The last time I was in Berlin, I actually did not spend as much time out listening to music as I should have. I think I was turned off by the amount of US music on the German radio, and the prominence of international touring acts on the rosters of the most heavily advertised venues in the city, and hastily concluded that the music scene was not as interesting as art, performance, and theatre.
Of course, Berlin is a global capital for music, that music being techno. And while I do enjoy all forms of electronic dance music (which I sometimes think is the closest thing to my music) I am now facing that fate that all aging ravers confront: do I have the stamina and enthusiasm to go to the break of dawn with the kids, especially without the kick of drugs to get me over the 2 AM hump?

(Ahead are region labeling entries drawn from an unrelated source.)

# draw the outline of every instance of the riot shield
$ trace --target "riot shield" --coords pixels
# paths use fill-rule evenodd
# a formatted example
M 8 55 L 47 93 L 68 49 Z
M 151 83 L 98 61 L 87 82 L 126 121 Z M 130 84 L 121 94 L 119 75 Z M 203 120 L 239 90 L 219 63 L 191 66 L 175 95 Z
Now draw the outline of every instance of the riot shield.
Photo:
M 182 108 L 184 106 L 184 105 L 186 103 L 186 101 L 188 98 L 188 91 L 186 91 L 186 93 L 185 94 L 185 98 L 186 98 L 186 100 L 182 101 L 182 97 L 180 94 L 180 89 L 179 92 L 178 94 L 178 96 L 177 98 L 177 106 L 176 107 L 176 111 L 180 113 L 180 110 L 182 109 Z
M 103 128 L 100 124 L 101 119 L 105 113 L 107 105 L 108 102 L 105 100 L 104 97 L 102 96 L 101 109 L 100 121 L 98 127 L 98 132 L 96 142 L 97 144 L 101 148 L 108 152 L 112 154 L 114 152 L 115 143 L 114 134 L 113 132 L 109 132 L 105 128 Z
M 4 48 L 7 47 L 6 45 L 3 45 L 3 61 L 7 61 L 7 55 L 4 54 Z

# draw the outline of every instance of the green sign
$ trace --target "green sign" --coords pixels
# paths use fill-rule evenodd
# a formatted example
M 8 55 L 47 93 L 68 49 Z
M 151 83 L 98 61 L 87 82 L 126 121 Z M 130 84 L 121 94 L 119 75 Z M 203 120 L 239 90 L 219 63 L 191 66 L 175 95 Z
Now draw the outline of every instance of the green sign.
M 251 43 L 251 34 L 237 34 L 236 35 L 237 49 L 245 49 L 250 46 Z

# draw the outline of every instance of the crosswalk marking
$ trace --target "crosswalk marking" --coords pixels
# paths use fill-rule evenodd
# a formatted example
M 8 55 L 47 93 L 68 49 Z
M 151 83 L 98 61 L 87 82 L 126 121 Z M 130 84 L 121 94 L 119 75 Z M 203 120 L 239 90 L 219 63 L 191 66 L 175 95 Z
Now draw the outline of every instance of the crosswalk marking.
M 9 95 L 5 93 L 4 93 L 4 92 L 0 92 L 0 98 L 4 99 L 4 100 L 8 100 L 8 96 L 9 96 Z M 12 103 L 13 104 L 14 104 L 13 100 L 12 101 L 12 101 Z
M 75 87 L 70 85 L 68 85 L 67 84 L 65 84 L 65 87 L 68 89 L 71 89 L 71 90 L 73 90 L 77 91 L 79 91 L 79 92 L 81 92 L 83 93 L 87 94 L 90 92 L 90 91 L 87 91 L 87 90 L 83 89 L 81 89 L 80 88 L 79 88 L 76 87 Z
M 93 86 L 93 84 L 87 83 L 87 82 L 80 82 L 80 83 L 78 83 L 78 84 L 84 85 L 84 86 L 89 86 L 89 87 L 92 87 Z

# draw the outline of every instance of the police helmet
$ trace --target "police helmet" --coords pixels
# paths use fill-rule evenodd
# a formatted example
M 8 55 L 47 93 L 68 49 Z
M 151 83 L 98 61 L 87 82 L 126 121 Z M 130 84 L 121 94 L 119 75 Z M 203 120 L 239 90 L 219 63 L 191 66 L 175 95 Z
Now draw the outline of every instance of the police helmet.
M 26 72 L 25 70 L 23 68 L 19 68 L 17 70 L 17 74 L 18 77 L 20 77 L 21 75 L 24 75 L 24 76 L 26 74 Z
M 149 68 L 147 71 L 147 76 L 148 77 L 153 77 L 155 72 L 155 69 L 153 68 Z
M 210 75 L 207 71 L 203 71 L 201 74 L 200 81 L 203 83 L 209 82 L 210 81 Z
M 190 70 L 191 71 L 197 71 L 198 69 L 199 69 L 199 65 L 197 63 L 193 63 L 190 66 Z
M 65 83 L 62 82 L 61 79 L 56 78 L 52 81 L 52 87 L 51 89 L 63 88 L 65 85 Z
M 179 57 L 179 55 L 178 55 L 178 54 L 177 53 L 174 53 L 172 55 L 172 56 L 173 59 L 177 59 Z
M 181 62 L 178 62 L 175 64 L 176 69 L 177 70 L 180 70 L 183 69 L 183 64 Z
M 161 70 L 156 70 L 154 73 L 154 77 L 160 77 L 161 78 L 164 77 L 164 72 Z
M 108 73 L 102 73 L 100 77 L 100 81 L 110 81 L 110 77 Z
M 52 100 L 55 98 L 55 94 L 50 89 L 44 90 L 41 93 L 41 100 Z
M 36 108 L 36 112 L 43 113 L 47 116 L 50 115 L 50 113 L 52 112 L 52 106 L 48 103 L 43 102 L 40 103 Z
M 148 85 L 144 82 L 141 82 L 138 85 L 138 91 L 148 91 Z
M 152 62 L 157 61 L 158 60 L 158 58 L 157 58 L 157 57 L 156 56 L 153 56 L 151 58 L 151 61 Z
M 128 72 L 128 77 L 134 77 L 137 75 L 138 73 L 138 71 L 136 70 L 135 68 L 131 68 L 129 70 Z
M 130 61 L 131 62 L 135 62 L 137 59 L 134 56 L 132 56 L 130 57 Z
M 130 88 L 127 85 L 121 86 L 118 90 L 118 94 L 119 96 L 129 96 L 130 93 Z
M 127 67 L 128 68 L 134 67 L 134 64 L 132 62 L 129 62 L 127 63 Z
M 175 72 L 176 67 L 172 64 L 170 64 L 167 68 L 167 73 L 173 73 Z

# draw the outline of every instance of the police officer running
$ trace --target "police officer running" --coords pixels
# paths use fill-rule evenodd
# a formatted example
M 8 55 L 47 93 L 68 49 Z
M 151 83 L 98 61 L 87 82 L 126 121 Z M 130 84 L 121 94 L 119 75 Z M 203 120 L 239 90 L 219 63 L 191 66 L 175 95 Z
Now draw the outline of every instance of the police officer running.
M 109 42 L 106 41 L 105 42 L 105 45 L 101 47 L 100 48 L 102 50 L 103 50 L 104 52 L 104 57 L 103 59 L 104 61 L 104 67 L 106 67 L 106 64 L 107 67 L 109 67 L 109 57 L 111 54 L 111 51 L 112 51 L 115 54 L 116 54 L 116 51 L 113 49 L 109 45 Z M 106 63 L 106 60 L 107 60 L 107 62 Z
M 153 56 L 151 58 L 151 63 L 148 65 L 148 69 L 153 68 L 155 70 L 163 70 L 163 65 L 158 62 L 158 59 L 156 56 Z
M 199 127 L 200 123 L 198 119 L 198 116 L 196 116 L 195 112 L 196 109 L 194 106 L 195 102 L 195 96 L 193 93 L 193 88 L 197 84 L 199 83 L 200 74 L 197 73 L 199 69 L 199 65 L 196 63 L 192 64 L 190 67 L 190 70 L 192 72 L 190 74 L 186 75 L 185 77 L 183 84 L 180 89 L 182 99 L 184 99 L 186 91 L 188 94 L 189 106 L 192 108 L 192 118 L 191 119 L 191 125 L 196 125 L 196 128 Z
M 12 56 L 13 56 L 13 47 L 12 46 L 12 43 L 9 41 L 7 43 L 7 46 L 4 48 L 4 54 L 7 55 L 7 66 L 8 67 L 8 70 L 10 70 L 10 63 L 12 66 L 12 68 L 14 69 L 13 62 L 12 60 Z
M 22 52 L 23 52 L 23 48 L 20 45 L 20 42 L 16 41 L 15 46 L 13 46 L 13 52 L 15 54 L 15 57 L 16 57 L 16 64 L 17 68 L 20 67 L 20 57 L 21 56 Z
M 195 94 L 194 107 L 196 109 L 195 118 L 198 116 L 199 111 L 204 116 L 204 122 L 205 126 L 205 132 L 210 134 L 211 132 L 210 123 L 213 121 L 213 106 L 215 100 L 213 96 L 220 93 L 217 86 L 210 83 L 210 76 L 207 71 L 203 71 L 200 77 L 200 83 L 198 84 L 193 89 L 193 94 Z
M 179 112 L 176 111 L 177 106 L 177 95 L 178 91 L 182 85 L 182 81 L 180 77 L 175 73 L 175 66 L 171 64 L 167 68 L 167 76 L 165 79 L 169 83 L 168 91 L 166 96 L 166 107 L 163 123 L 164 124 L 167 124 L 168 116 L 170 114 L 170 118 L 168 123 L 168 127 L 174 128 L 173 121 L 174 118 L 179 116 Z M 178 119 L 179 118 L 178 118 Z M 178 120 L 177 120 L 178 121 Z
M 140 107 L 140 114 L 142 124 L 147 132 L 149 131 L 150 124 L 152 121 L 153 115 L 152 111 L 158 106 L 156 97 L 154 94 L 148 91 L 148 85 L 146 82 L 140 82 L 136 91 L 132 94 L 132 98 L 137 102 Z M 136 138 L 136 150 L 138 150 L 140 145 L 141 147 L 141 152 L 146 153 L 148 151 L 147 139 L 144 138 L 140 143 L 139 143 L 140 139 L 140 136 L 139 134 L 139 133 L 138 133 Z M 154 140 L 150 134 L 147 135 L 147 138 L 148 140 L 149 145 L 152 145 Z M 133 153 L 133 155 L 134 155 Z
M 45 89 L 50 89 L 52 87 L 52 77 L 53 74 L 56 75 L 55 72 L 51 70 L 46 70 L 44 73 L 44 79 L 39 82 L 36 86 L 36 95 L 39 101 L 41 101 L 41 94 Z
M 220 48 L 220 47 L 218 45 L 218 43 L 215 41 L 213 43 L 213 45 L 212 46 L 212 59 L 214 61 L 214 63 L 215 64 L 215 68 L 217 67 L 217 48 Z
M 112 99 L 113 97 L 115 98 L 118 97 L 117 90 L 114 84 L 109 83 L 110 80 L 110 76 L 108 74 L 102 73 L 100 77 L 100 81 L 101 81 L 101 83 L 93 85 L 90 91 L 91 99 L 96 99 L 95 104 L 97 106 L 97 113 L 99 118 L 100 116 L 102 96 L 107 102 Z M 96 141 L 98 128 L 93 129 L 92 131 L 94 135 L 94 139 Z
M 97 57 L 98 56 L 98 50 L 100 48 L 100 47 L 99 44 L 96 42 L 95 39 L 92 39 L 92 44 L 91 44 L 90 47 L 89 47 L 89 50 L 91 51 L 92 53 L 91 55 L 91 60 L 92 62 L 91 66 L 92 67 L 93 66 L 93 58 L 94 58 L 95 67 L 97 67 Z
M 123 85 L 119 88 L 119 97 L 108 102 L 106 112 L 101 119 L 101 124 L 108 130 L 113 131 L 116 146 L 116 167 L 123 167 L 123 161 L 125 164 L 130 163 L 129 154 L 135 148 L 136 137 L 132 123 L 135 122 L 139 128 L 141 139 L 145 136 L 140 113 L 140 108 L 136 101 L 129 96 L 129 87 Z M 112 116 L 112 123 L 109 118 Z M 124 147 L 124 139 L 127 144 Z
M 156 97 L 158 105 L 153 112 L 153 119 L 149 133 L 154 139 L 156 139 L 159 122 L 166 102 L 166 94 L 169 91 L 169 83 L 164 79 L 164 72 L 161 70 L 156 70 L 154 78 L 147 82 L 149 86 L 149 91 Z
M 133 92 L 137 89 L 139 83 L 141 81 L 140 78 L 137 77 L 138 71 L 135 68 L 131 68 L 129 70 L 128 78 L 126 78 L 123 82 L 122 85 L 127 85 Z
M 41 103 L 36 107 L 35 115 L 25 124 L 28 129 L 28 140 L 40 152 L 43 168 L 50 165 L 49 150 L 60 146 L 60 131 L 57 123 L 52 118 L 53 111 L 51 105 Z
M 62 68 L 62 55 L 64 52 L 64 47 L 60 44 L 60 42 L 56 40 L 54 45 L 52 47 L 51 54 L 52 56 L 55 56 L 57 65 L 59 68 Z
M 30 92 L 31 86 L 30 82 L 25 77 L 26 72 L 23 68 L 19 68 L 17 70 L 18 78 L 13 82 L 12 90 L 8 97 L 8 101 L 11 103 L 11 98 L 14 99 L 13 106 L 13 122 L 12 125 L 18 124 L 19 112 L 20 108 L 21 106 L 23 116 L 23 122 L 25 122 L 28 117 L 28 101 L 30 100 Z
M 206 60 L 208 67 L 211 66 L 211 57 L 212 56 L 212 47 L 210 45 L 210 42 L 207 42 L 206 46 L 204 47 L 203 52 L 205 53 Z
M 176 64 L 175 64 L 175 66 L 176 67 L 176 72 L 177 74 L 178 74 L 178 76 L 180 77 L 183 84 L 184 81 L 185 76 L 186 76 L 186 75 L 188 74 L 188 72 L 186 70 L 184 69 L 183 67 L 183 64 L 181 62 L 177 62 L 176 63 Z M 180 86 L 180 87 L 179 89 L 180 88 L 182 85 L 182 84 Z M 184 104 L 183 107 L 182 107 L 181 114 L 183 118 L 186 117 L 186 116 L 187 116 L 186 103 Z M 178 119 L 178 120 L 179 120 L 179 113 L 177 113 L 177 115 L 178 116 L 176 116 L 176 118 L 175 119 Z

The Sunday soreness all over my body reminds me its not easy, but it is doable. Going along with younger friends helps, sort of like a training buddy (and that analogy reminds me that one of the most compelling reasons for continuing to subject my body to the nightclub is to forestall that other awful fate of the aging raver: having the space in your world allotted to dance music steadily diminish until its only remaining role is in the workout mix).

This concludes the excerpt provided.